UN LIBÉRATEUR LUI-MÊME PRÉ-DESTINÉ ?

Un paradoxe m’étonne, dans l’aventure du Sauveur nommé Jésus-Christ, souvent proclamé libérateur de l’Humanité, c’est qu’il ne me semble pas lui-même un homme libre si j’en juge par les récits que donnent de sa vie les Évangiles.

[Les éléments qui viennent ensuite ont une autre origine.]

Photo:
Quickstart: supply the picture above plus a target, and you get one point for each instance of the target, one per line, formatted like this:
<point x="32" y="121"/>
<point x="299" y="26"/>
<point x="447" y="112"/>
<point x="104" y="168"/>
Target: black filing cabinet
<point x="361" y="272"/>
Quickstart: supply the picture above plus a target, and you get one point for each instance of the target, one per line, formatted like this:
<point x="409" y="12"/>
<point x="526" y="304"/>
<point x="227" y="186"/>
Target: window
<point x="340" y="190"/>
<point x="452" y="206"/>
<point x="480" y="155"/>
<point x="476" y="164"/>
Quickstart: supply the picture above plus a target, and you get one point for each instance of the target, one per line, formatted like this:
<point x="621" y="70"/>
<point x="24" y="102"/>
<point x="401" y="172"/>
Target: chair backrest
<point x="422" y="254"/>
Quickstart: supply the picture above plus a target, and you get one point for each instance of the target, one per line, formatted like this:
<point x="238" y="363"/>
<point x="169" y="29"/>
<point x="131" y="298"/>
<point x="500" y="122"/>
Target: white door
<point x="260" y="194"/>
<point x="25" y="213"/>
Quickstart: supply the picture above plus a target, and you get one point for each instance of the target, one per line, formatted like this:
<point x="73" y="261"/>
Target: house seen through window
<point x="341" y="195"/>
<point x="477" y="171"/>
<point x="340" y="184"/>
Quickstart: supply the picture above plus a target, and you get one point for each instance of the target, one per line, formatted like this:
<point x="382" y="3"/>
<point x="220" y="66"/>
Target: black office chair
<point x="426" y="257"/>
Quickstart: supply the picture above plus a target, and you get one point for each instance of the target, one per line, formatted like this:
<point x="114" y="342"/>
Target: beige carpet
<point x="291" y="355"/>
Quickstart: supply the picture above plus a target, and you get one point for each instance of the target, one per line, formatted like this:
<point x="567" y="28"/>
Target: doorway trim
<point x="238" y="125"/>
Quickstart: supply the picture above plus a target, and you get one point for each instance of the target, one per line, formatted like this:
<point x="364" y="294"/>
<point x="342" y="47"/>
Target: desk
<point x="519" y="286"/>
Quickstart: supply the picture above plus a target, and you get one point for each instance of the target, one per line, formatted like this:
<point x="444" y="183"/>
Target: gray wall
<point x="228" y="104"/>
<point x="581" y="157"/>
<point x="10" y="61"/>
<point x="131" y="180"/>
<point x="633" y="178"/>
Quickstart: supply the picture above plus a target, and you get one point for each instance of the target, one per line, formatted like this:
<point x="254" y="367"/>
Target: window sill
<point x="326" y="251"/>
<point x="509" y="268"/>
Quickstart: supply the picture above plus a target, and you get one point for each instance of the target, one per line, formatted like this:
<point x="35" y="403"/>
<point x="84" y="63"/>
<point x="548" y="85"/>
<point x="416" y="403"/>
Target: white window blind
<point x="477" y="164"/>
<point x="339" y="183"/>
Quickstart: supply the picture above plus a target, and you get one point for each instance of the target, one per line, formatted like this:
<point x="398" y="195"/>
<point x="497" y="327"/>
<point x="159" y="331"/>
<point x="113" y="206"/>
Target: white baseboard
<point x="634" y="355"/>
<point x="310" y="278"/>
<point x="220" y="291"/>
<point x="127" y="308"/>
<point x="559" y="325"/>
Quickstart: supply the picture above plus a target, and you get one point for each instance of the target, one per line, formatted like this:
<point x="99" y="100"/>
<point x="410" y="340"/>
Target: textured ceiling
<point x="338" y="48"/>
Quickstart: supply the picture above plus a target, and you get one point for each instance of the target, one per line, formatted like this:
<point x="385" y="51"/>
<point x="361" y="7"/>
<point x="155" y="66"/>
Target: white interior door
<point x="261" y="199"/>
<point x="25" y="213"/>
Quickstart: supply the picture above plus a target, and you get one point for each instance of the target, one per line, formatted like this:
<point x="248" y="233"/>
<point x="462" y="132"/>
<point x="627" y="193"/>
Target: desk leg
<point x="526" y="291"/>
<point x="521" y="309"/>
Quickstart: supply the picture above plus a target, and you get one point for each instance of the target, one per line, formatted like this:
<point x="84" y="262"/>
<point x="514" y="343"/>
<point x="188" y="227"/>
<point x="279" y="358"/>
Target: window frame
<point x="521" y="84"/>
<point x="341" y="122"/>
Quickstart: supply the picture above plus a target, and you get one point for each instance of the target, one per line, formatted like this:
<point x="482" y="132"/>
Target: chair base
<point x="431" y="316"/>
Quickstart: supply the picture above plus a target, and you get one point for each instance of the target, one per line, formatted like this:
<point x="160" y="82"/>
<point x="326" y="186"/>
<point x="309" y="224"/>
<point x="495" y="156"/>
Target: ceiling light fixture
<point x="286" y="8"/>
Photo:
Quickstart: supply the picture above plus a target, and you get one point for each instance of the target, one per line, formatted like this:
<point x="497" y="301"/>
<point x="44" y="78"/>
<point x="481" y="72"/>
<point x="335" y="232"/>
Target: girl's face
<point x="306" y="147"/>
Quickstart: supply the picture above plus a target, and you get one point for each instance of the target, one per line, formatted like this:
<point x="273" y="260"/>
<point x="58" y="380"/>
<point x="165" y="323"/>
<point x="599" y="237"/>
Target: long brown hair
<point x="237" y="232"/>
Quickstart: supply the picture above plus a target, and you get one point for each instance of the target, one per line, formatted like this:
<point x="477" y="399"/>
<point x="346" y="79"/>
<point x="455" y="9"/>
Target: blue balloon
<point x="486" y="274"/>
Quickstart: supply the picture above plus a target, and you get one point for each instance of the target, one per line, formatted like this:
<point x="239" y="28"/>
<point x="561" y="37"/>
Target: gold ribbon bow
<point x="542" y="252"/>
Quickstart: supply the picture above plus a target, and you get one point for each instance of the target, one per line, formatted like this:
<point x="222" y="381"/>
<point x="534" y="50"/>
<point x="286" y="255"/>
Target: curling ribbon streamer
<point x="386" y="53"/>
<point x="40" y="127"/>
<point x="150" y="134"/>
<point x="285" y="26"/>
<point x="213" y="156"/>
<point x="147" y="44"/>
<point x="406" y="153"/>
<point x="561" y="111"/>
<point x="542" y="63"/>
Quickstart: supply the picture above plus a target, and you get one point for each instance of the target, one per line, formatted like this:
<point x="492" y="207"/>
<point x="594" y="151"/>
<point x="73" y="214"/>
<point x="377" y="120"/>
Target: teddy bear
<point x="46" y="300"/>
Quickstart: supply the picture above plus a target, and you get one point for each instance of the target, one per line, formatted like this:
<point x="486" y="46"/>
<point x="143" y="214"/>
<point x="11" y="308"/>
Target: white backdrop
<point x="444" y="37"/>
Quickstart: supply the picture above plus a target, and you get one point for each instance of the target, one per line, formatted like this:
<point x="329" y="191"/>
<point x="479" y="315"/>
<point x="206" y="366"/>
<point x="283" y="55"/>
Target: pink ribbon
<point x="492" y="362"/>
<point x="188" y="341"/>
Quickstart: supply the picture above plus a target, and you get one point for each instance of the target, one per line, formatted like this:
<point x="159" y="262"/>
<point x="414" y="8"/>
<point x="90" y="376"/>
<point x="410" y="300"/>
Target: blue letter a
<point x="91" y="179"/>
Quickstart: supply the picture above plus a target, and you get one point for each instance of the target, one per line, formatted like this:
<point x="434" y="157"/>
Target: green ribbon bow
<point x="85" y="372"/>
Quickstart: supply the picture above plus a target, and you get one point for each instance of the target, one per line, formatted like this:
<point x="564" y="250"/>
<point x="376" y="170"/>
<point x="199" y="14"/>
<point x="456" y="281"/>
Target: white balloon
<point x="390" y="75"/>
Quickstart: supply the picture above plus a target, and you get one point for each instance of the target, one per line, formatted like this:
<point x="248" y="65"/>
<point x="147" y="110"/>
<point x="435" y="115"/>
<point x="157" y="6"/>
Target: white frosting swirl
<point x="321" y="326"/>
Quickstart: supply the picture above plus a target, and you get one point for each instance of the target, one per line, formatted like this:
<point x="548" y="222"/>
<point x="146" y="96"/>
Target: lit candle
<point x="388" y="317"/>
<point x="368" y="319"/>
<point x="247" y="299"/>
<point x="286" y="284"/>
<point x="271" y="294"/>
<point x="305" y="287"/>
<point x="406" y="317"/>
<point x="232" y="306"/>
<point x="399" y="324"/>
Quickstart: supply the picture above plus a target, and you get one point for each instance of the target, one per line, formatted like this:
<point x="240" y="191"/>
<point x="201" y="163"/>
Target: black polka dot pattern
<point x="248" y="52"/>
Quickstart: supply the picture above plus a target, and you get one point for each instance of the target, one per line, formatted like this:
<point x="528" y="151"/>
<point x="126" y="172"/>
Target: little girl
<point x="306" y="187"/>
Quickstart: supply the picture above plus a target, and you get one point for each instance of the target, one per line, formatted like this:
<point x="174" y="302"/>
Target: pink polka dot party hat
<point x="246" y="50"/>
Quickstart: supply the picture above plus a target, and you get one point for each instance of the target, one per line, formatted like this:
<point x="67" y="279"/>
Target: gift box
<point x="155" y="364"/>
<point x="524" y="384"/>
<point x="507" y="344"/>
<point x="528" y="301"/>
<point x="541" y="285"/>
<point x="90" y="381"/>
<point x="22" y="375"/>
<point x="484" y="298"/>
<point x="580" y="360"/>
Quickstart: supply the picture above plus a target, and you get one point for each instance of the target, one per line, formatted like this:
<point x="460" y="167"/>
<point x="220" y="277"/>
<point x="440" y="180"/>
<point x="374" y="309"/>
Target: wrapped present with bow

Je suis gêné par le nombre de fois où est souligné le caractère prédestiné de la moindre de ses initiatives, actes ou paroles, depuis sa naissance (et même bien avant) jusqu’à sa mort. Tout est prévu, joué d’avance, réglé comme du papier à musique, annoncé par des prophètes, qui annoncent d’autres prophètes confirmant les mêmes prédictions, de sorte qu’il ne reste plus au héros ainsi hagiographié qu’à se conformer, dans le moindre détail, à ce qui est prédit de ce qu’il dira, comme à ce qui est préprogrammé de ce qu’il fera. Les « Écritures » de l’Ancien et du nouveau Testament sont sa prison historique, l’équivalent de la Fatalité antique dans la mythologie gréco-latine : le Verbe incarné est un Verbe prédestiné. Il ne saurait échapper à sa programmation (fût-elle une auto-programmation conçue au sein d’un Dieu en trois personnes dont les rôles propres s’élucideront au fur et à mesure d’une « Révélation » non encore achevée).

Détaillons le programme. Cela commence par son nom : l’ange dit à Joseph de l’appeler « Jésus » parce que ce mot signifie en hébreu « Yeshouah » (= Iahvé sauve), et le voici programmé dans sa nature et sa fonction. Et le narrateur précise : « Tout ceci advint pour que s’accomplit cet oracle prophétique du Seigneur : Voici que la Vierge concevra et enfantera un fils et on l’appellera du nom d’Emmanuel, ce qui veut dire : Dieu avec nous (Matthieu, I, 21-23). Autre nom, autre essence, mais même destin, fixé dès l’origine, d’un Rédempteur dont les péripéties et les discours, seront rapportés à travers des énoncés indiscutables (les fameuses « paroles d’évangile »), tissant le scénario d’une vie dont le héros ne semble pas vraiment avoir librement fait le choix, pas plus que sa « mère toujours Vierge », elle-même conçue pour prononcer son fameux oui (Fiat), en Servante pré-programmée, elle aussi (Luc, I, 38 : « Voici l’esclave du Seigneur » dit d’elle-même la Vierge, selon l’édition de la Pléiade dirigée par Jean Grosjean).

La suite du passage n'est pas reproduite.